To assess the feasibility of determining all of the thylacine's DNA sequence (that is, not only the mitochondrial sequence, but also the much larger nuclear genome), we estimated how much of our data was thylacine nuclear DNA. What made this tricky was that we did not know the full genome sequence of any immediate relative. In contrast, when sequencing the woolly mammoth we could compare our data with the available sequences from the African savanna elephant. But for the thylacine, the closest sequenced genome is from a South American marsupial called the short-tailed opossum (Latin name: Monodelphis domestica). The two lineages have been separated at least since the land bridge between South America and Australia was broken, which happened perhaps 60 million years ago. (Mammoths and elephants have been separated only about 6 million years.)
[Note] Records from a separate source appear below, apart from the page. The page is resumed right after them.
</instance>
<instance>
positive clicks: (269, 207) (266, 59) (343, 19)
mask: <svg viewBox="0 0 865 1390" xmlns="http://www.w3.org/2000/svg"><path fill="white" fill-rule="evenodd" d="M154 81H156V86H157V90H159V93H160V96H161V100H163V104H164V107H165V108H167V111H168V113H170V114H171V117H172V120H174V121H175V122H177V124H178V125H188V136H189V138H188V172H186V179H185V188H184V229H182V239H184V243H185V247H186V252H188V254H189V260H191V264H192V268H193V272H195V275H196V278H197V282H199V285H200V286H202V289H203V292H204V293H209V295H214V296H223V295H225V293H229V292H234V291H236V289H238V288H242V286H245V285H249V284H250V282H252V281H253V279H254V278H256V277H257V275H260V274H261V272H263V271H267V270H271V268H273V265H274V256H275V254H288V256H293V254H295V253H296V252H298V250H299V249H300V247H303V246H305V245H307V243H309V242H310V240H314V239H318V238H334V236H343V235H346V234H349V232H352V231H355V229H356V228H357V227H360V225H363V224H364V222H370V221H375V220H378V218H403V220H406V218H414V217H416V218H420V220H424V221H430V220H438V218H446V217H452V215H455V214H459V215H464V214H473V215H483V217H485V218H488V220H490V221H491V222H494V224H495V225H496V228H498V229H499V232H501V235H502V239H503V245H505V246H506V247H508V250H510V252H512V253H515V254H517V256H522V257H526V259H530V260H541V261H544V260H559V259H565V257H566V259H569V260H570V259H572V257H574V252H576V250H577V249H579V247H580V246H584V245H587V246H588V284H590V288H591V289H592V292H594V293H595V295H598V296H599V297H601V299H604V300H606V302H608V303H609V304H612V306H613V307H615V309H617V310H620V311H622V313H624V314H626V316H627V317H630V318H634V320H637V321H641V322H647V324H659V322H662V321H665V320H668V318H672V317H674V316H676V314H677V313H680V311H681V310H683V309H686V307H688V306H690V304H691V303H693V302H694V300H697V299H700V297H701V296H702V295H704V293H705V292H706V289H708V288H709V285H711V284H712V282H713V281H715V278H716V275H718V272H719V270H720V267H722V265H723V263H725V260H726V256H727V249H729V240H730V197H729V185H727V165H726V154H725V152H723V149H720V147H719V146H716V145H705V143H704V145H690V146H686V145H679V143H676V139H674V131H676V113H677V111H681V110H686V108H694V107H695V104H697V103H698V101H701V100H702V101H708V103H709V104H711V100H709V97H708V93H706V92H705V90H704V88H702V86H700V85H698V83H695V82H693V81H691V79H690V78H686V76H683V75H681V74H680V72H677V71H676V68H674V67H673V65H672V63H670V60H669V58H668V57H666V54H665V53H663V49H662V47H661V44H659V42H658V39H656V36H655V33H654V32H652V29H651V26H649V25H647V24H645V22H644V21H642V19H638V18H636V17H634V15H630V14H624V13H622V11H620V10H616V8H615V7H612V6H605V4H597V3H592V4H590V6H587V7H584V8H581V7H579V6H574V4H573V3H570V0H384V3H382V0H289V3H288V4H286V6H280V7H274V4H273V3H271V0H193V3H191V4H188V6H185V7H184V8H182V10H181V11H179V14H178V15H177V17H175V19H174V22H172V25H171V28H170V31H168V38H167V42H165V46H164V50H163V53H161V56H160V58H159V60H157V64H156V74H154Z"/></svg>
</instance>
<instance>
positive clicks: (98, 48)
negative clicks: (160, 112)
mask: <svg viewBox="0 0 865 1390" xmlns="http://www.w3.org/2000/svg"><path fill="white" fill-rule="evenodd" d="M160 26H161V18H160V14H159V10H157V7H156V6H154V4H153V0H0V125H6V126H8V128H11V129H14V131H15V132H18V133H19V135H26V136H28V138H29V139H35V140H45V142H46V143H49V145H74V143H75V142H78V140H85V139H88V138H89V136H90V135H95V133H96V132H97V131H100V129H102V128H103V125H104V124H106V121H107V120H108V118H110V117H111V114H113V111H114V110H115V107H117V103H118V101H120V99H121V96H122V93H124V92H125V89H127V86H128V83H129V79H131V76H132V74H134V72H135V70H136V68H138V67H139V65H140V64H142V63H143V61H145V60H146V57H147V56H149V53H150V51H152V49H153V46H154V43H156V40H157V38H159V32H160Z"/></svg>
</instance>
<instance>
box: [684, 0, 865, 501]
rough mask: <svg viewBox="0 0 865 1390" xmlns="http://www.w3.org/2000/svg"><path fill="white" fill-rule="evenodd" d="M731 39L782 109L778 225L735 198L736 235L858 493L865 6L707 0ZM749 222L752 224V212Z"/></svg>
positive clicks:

The 60 million years of separation, together with the small sizes of many of the sequence fragments that we generated, made it difficult to be certain that a particular DNA fragment was actually from the thylacine, as opposed to being, say, human contamination. To improve the odds, we used the fact that for nuclear-genome sequences that encode a protein, the similarity between the thylacine and Monodelphis sequences will almost always be much higher than for an arbitrary region of the genome. In summary, our strategy was to see how much of the thylacine sequence aligned to Monodelphis protein-coding intervals, and then extrapolate to the full genome. (See the paper and supplementary material for details.)
This resulted in an estimate that roughly 30% of our sequence data was from the thylacine nuclear genome. Given the plummeting costs of genome sequencing, this indicates that it should be possible to determine the thylacine's nuclear genome sequence even without other improvements to our approach.